Pytorch GPU Memory Error

There is a model that worked yesterday night on colab but stopped working today due to memory constraints.

I am getting this error:
RuntimeError: CUDA out of memory. Tried to allocate 496.00 MiB (GPU 0; 11.17 GiB total capacity; 10.44 GiB already allocated; 150.81 MiB free; 10.57 GiB reserved in total by PyTorch)

Even if I run “torch.cuda.empty_cache()”, it still gives me the same error message.
Doesn’t that method clean up the memory on my gpu? It doesn’t clean up this “10.57 GiB reserved”?

Also “nividia-smi” shows nothing is running on the gpu right now.



The VRAM available probably fluctuates as more/less users use the service. Probably yesterday the limits were a bit higher.

I think you could try restarting the runtime, but overall it’s better to think how you can decrease the memory consumption:

  • decrease complexity of the model
  • decrease batch size
  • decrease size of the input
  • use mixed precision (not that great tho, didn’t work for me as much as the other options)
Oh ok so you are saying the 10gb already used by gpu is actually used by the model rather than old data from previous run?

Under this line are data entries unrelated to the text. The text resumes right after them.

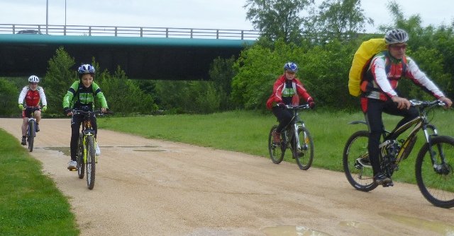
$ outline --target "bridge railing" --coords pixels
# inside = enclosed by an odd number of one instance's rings
[[[0,34],[16,34],[23,30],[52,35],[182,37],[250,40],[258,38],[258,30],[153,28],[126,26],[89,26],[57,25],[0,24]]]

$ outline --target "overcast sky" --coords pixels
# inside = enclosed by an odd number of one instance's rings
[[[49,25],[142,26],[253,30],[245,20],[245,0],[48,0]],[[322,0],[316,0],[321,2]],[[423,25],[449,25],[454,0],[397,0],[409,17],[419,14]],[[381,24],[392,23],[388,1],[362,0],[367,16]],[[65,8],[66,3],[66,8]],[[1,0],[0,24],[46,24],[46,0]]]

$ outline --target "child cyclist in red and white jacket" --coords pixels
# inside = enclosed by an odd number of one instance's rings
[[[300,97],[303,101],[309,105],[311,108],[315,107],[314,99],[307,93],[302,83],[296,78],[298,66],[293,62],[287,62],[284,65],[284,74],[279,76],[272,88],[272,94],[267,101],[267,108],[272,111],[279,121],[276,131],[273,133],[273,142],[280,142],[280,132],[290,123],[293,114],[285,108],[286,105],[299,105]]]
[[[36,131],[40,131],[38,126],[41,120],[41,111],[45,112],[48,109],[48,102],[44,94],[44,89],[38,85],[40,78],[36,76],[31,76],[28,77],[28,85],[22,88],[21,94],[19,94],[19,109],[22,110],[22,142],[21,144],[27,145],[26,141],[26,134],[27,133],[27,126],[28,118],[31,117],[31,113],[36,119]],[[43,107],[40,106],[40,101],[43,104]],[[25,109],[24,104],[25,102]]]

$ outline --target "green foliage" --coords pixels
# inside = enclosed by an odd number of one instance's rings
[[[246,109],[265,110],[277,76],[287,61],[297,63],[297,75],[316,102],[348,107],[355,100],[348,95],[348,71],[356,42],[337,40],[306,49],[277,40],[272,49],[256,45],[243,51],[234,65],[238,73],[232,82],[232,100]]]
[[[235,107],[231,103],[230,95],[232,91],[232,78],[235,76],[233,64],[235,57],[229,59],[216,58],[210,66],[209,75],[216,93],[220,100],[219,109],[228,110]]]
[[[219,111],[220,95],[213,82],[158,81],[156,93],[166,113],[211,113]]]
[[[0,129],[0,235],[78,235],[67,199],[27,153]]]
[[[62,47],[58,48],[55,55],[49,60],[48,72],[41,83],[48,100],[46,113],[62,113],[63,97],[70,85],[77,79],[77,72],[71,70],[74,64],[74,58]]]
[[[18,88],[6,79],[0,79],[0,115],[18,114],[20,113],[17,107],[18,98]]]
[[[318,13],[313,15],[313,22],[321,42],[351,38],[364,32],[366,24],[374,23],[364,15],[360,0],[326,0],[319,9]]]
[[[300,12],[314,0],[247,0],[246,18],[263,36],[285,42],[297,42],[301,38],[300,28],[304,18]]]
[[[128,80],[120,67],[113,75],[103,71],[99,75],[98,80],[109,108],[114,112],[151,114],[157,110],[153,97],[140,90],[133,81]]]

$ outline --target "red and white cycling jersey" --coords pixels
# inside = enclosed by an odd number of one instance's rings
[[[44,89],[42,87],[38,86],[35,90],[32,90],[30,87],[25,86],[22,88],[21,94],[19,95],[19,104],[23,104],[25,100],[25,105],[26,107],[38,107],[41,100],[41,103],[43,106],[48,105],[48,101],[45,99],[45,95],[44,94]]]

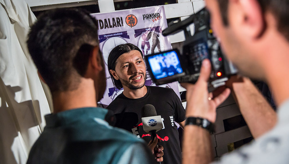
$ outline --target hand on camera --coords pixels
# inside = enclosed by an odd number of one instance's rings
[[[211,73],[211,64],[208,59],[202,63],[200,76],[194,84],[183,83],[181,85],[187,89],[186,116],[207,119],[212,123],[216,118],[216,108],[230,94],[230,89],[221,87],[209,93],[208,82]]]

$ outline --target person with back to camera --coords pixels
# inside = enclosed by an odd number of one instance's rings
[[[155,162],[144,142],[109,125],[108,110],[97,107],[106,85],[97,29],[88,13],[67,9],[45,12],[32,28],[28,49],[50,89],[54,111],[45,116],[27,164]]]
[[[116,126],[126,129],[141,137],[147,143],[149,134],[144,132],[142,123],[142,108],[152,105],[157,115],[163,119],[164,129],[158,132],[159,145],[164,148],[164,164],[181,163],[181,148],[177,127],[186,119],[185,111],[179,98],[172,89],[147,86],[146,67],[143,54],[137,46],[130,43],[118,45],[108,56],[108,67],[114,85],[123,91],[108,106],[117,116]]]
[[[278,106],[276,118],[268,104],[262,104],[264,100],[245,87],[252,85],[248,79],[244,78],[243,84],[229,83],[241,108],[252,105],[247,110],[240,110],[255,139],[214,163],[288,163],[289,3],[282,0],[207,0],[206,3],[213,31],[227,57],[242,74],[266,82]],[[186,116],[213,123],[216,107],[230,91],[226,89],[215,97],[208,93],[210,68],[209,62],[204,60],[195,84],[182,85],[188,90]],[[244,96],[246,92],[248,96]],[[209,133],[192,124],[185,127],[183,163],[208,163],[212,158]]]

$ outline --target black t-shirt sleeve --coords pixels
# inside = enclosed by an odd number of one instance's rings
[[[173,90],[172,91],[171,97],[173,101],[175,108],[175,121],[178,123],[183,122],[186,119],[186,110],[183,106],[181,100]]]

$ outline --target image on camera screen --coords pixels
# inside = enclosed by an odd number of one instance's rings
[[[149,57],[149,63],[155,79],[171,76],[183,72],[177,54],[172,51]]]

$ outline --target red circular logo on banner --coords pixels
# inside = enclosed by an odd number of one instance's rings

Probably :smiley: (even more probable if you do a fresh run after restarting runtime)
Depends on how big your images are. If you use convolutional layers, then the parameters are only a small part of the whole memory needed to train such model → most is taken by feature maps produced during activation in consequent layers, because they’re needed for backprop. Lowering batch size 2 times, usually means there are 2 times less intermediate results, so the model might start working again.

I see, let me try playing around with it. Thanks sebastian.